Les chercheurs ont analysé l'ADN de plus de 700 000 régions du génome de sept hommes et cinq femmes de Chagyrskaya, ainsi que d'hommes et de femmes de la grotte d'Okladnikov. Des liens familiaux ont été découverts: l'ADN nucléaire d'un fragment de l'os Chagyr reliait le père à une dent qui était tombée de sa fille adolescente. Certaines personnes avaient deux types d'ADN mitochondrial hérité de la mère (ADNmt). Ces génomes ne se sont pas encore différenciés les uns des autres, ce qui se produit depuis plusieurs générations, donc les gens doivent avoir vécu en groupe pendant un siècle.

L'analyse de l'ADN fournit une image plus détaillée de la société néandertalienne. Plusieurs hommes de la grotte Chagyr portent de longs fragments d'ADN nucléaire identique du même ancêtre récent. Leurs chromosomes Y étaient également similaires et descendaient d'un ancêtre commun, comme les trois autres génomes masculins de Néandertal connus. L'ADN nucléaire a montré qu'ils étaient plus étroitement liés aux derniers Néandertaliens en Espagne qu'aux premiers Néandertaliens de la Denisova voisine, suggérant une migration.

La similitude des mâles suggère qu'ils appartenaient à une population de seulement quelques centaines de mâles - à peu près le même nombre de mâles reproducteurs se trouve dans la population de gorilles de montagne en voie de disparition aujourd'hui. « Si vous évaluez cette population de Néandertaliens en termes de critères modernes, ils seraient en danger », explique Skova.

Contrairement au chromosome Y et à l'ADN nucléaire, l'ADNmt des hommes et des femmes était relativement diversifié, ce qui signifie que les ancêtres féminins ont davantage contribué au développement de cette population que les hommes. Cela pourrait être dû à l'effet fondateur, lorsqu'il y avait moins de mâles fertiles dans le groupe d'origine que de femelles. Ou cela pourrait refléter la nature de la société néandertalienne, explique le paléogénéticien Qiaomei Fu de l'Académie chinoise des sciences: « Soit les hommes contribuent moins à la prochaine génération que les femmes, soit les femmes sont plus susceptibles de passer d'un groupe à un autre.
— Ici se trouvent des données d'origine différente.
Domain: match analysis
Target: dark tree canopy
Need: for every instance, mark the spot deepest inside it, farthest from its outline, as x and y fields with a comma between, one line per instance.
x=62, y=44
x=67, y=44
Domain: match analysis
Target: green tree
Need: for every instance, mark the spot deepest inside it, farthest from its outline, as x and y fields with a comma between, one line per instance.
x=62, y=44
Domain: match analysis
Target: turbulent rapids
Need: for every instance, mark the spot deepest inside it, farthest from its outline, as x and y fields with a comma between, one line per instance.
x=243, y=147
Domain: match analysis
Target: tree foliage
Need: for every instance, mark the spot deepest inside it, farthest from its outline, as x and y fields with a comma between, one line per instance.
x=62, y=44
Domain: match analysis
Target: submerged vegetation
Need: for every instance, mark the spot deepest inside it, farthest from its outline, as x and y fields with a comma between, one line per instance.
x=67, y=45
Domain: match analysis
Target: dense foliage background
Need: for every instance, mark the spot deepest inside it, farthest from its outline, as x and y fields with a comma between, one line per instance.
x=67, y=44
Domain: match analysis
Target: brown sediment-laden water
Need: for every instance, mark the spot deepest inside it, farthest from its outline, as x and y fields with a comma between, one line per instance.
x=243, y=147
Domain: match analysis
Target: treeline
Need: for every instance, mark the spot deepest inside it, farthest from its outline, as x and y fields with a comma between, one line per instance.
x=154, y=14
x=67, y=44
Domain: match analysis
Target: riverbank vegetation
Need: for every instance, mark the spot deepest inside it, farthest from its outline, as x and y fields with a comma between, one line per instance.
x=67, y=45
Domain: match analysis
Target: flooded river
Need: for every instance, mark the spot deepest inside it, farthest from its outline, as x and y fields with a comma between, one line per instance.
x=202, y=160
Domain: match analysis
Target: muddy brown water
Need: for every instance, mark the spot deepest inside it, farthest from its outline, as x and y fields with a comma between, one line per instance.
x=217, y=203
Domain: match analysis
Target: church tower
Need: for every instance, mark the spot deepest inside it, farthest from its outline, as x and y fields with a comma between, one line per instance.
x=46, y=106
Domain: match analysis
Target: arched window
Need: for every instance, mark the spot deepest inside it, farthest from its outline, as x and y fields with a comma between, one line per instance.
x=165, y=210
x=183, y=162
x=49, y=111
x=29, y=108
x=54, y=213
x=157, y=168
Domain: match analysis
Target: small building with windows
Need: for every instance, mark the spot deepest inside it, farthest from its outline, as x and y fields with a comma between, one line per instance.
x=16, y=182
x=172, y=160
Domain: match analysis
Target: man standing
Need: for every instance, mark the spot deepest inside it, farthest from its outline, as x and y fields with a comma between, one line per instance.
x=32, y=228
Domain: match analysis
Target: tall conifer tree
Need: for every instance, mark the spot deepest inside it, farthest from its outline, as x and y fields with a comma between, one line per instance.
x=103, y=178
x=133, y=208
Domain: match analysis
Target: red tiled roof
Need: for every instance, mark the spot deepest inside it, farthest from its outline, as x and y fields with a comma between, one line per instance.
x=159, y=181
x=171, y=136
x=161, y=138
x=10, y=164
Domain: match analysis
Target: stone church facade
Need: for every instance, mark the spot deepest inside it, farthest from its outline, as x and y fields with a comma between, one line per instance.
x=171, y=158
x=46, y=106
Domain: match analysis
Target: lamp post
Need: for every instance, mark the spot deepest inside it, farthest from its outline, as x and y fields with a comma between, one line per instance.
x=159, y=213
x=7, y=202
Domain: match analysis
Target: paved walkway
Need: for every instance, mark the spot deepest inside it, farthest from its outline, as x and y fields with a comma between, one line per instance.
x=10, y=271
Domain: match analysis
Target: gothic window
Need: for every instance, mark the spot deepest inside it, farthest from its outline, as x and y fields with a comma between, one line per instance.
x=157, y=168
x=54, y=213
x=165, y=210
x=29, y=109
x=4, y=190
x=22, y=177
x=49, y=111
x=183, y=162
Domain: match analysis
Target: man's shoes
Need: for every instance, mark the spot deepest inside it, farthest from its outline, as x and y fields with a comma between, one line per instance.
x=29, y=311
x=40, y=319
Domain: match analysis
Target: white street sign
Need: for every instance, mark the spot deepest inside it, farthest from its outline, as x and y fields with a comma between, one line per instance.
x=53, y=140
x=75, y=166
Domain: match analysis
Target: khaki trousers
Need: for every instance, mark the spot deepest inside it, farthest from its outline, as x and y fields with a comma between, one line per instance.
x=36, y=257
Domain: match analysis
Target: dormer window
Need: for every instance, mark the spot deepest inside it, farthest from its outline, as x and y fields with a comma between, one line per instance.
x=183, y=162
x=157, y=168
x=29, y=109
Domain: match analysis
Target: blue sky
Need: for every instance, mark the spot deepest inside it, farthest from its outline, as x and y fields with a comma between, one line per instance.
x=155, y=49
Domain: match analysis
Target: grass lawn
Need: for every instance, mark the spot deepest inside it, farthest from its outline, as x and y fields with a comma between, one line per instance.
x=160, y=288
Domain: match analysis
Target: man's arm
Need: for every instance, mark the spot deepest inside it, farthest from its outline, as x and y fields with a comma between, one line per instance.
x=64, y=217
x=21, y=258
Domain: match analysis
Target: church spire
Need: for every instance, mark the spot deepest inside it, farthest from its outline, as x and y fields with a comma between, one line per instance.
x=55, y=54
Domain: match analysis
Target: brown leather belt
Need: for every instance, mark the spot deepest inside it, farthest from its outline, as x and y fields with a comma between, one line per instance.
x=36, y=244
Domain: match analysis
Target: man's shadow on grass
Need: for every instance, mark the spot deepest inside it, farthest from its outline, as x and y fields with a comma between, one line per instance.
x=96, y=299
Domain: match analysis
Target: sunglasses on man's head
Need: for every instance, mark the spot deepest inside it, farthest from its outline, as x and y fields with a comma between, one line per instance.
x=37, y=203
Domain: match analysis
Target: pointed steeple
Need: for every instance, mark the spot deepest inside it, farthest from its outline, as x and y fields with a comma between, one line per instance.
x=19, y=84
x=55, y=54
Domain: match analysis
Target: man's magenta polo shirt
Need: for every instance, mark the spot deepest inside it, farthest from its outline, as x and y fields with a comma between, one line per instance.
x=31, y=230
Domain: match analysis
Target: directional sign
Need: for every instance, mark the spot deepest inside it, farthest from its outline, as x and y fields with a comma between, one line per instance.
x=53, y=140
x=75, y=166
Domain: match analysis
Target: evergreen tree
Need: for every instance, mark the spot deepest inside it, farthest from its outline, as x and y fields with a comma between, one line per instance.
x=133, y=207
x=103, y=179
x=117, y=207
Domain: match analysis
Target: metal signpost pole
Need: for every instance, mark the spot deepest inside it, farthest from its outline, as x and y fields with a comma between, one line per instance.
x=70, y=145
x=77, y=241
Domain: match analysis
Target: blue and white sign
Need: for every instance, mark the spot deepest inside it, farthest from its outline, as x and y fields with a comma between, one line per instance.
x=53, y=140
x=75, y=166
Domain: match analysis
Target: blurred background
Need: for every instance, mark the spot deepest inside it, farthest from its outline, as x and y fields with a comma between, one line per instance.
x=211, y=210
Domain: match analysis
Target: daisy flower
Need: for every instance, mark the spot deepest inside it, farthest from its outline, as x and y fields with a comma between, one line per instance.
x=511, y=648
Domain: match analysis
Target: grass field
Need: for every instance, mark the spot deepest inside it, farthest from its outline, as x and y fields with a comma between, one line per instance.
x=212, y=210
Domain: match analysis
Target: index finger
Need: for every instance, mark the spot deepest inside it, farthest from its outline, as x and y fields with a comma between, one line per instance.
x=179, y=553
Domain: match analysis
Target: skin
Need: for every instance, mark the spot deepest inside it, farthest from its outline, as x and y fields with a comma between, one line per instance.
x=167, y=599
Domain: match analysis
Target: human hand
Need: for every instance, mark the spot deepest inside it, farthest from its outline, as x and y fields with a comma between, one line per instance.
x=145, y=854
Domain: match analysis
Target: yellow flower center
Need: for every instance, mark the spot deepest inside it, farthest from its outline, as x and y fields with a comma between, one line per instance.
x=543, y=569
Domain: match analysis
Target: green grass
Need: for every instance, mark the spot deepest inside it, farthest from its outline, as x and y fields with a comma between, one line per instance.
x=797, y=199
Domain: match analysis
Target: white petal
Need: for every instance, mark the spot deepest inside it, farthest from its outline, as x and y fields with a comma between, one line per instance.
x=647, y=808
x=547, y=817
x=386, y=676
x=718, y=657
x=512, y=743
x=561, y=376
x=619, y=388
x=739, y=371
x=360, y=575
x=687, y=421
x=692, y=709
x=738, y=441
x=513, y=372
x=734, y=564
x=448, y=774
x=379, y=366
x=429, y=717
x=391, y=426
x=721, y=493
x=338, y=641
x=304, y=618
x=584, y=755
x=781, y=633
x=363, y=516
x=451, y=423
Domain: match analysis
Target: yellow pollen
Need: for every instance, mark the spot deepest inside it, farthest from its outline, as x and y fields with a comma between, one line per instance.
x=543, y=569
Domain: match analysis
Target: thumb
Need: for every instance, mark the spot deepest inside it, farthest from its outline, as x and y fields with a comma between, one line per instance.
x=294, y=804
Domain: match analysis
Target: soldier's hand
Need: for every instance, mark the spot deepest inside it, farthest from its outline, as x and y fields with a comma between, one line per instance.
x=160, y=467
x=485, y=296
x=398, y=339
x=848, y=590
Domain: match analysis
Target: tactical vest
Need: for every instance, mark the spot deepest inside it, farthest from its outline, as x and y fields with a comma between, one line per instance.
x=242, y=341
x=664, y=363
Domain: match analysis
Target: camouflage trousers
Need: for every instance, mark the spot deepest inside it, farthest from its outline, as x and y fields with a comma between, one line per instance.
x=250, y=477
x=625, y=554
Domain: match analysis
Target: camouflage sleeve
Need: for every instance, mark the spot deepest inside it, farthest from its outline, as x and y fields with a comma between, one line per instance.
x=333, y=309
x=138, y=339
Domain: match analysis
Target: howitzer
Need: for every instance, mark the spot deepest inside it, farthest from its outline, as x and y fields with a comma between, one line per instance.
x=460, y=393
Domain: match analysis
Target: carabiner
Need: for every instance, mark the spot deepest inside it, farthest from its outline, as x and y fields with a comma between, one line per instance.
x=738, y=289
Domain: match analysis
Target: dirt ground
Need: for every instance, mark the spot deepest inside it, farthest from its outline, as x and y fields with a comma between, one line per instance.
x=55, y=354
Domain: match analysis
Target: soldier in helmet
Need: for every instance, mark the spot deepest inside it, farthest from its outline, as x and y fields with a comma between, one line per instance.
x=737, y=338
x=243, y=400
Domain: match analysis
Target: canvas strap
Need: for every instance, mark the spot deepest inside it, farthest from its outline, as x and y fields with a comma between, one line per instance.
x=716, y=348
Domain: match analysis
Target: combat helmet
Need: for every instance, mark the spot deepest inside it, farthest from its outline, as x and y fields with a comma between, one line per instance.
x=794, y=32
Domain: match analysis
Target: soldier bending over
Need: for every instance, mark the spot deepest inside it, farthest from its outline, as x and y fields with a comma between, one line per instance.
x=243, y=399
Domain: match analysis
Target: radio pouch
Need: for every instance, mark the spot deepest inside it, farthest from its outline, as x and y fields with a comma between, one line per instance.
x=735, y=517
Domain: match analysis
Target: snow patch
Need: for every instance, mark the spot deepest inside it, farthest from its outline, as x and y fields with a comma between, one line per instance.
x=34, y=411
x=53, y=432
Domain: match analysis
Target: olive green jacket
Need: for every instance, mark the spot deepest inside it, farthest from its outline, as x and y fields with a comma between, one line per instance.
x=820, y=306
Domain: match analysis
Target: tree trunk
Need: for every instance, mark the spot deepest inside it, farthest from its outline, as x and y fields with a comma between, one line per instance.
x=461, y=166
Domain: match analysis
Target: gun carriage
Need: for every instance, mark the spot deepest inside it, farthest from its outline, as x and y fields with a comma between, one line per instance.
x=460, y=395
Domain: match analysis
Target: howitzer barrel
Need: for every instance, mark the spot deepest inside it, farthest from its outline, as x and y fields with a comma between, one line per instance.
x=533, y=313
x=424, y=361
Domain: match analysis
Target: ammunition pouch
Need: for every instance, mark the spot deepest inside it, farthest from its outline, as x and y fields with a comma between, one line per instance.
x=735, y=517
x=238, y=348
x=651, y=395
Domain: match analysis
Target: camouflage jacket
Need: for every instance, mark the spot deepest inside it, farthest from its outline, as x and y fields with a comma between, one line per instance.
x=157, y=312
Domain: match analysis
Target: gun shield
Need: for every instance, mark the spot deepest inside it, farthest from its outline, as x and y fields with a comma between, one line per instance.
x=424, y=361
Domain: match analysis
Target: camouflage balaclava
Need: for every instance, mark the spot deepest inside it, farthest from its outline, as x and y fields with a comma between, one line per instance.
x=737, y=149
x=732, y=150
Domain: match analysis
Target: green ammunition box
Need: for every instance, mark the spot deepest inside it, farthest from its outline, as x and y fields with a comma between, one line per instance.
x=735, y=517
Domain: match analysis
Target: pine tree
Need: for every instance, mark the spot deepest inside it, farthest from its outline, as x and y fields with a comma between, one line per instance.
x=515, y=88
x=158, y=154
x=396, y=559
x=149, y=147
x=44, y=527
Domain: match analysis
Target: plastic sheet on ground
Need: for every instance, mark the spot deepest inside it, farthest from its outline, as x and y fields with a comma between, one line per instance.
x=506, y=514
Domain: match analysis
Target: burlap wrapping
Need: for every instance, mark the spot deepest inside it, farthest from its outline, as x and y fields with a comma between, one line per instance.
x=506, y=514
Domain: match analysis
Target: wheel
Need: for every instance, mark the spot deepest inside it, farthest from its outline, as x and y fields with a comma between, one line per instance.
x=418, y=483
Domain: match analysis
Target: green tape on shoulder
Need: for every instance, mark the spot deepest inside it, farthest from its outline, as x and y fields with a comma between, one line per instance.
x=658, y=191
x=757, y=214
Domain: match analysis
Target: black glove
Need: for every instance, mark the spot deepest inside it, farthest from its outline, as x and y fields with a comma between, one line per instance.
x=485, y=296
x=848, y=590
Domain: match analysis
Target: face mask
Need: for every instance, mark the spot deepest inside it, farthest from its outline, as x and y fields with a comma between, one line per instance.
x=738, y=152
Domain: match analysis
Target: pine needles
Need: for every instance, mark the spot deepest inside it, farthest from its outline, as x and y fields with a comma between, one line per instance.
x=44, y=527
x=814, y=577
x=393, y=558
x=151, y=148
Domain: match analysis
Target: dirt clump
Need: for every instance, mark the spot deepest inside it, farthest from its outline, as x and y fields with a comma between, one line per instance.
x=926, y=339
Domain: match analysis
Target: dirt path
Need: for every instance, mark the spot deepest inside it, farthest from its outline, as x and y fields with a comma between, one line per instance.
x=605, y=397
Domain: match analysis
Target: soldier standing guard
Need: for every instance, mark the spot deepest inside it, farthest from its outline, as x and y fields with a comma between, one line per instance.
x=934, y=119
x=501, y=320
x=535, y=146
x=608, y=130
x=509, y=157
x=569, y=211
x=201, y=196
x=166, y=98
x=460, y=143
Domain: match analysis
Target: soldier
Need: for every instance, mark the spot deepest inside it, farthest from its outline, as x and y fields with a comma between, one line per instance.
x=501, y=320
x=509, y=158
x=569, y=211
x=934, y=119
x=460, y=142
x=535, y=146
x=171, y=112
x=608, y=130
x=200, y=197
Selon Skov, les faits parlent pour ce dernier. Les simulations montrent qu'il est peu probable que le petit groupe de migrants voyageant d'Europe en Sibérie soit principalement composé de femmes, a-t-il déclaré. Au lieu de cela, il croit que ces Néandertaliens vivaient en très petits groupes de 30 à 110 adultes reproducteurs, et que les jeunes femelles ont quitté leurs familles d'origine pour vivre avec les familles de leurs compagnons. La plupart des cultures humaines modernes sont également patrilocales, soulignant une autre similitude entre les Néandertaliens et les humains modernes.

Malgré le fait que 14 génomes ne peuvent pas révéler l'essence de la vie sociale de tous les Néandertaliens, le fait de la faible diversité des mâles est un signe inquiétant d'extinction imminente. La fin approchait à grands pas pour nos plus proches parents: dans seulement 5 000 à 10 000 ans, ils disparaîtraient.